Contudo, há críticas importantes a serem consideradas: Número reduzido de efetivo 10 policiais destacados para duas comunidade que contendo uns 15 de habitantes total e evidencia que o Estado ainda atua de forma insuficiente. Necessidade de políticas integradas apenas a ação repressiva não resolverá problemas estruturais como pobreza, exclusão social e falta de oportunidades para a juventude. Risco de criminalização coletiva é preciso diferenciar os indígenas trabalhadores e comunitários das pessoas aliciadas pelo crime.
A instrução de nivelamento ganha relevância porque ocorre em um contexto em que o movimento indígena do Alto Solimões vem pautando a questão da segurança de forma proativa. O recente I Fórum Internacional Indígena sobre Segurança Pública, Justiça Social e Acordo de Paz em Contexto de Fronteira destacou a urgência de medidas estruturantes e não apenas paliativas. Lideranças Ticuna (Magüta) e outros povos denunciaram a ausência histórica do Estado e reivindicaram um modelo de segurança que respeite o direito consuetudinário e a autodeterminação indígena.
A presença da PM, portanto, só terá legitimidade se vier acompanhada de um compromisso de longo prazo, que contemple políticas públicas para juventude, fortalecimento cultural, apoio à economia comunitária e vigilância territorial indígena.
O evento contou com a presença do Comandante do 8° BPM, representantes do CAIS Povos Indígenas, da Coordenação Regional Alto Solimões da FUNAI, da Prefeitura de Tabatinga e do DSEI-ARS. Essa composição sinaliza uma tentativa de articulação democrática e interinstitucional, reconhecendo que a segurança em terras indígenas não pode ser monopólio das forças militares, mas precisa envolver múltiplos atores sociais.
A realização dessa instrução representa o reconhecimento de que territórios indígenas exigem abordagem diferenciada.

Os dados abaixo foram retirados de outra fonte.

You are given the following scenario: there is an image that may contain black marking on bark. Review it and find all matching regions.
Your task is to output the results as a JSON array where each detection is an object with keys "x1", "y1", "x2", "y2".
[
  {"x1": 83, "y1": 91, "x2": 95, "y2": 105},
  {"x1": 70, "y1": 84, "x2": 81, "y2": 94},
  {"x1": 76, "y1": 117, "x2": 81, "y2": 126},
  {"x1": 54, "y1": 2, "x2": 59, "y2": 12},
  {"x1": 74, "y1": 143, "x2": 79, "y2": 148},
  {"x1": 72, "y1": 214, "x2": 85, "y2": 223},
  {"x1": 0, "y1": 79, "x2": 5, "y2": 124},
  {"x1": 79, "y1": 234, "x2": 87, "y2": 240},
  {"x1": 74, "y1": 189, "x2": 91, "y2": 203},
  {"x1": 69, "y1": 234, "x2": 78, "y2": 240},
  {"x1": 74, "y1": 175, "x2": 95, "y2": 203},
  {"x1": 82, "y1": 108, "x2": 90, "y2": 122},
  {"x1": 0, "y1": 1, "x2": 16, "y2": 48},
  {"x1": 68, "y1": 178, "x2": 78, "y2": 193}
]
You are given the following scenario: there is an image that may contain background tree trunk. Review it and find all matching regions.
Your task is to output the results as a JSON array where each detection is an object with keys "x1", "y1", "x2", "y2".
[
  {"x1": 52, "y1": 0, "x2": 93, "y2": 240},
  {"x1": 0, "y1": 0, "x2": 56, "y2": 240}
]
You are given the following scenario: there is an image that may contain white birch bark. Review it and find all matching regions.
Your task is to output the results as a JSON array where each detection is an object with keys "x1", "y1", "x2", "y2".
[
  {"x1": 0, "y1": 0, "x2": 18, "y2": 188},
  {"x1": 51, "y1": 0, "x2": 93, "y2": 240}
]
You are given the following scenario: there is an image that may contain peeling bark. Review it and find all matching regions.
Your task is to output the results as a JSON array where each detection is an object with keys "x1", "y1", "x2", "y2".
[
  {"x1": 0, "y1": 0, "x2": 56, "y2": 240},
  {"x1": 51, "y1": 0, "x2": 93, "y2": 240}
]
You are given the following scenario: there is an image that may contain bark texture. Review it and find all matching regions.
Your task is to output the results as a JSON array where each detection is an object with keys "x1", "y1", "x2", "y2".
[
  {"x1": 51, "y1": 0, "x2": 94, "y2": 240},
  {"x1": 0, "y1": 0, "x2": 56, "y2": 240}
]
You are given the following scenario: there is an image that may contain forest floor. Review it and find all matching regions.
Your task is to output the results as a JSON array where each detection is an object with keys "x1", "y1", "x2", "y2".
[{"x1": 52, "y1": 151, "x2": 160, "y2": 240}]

A operação que será iniciada em Belém do Solimões e Feijoal neste sábado, 4 de outubro, deve buscar não apenas conter o narcotráfico e o consumo abusivo de álcool e drogas, mas também construir confiança mútua entre policiais e comunidade. Portanto, a segurança só será plena quando associada à justiça social, ao respeito à diversidade cultural e ao cumprimento dos direitos garantidos pela Constituição Federal de 1988 e pela Convenção 169 da OIT.
A chegada do policiamento provisório à região trouxe um sentimento de alívio e confiança para a comunidade Magüta. Com a presença dos agentes, espera-se um reforço imediato na vigilância e proteção das áreas estratégicas, garantindo a integridade do território frente a ameaças externas. Essa medida não apenas assegura a segurança física das famílias e das lideranças locais, mas também fortalece a sensação de pertencimento e respeito pelos direitos indígenas. Para os moradores, cada patrulha representa simboliza o reconhecimento da importância da preservação do território e o compromisso das autoridades com a proteção cultural e ambiental da região.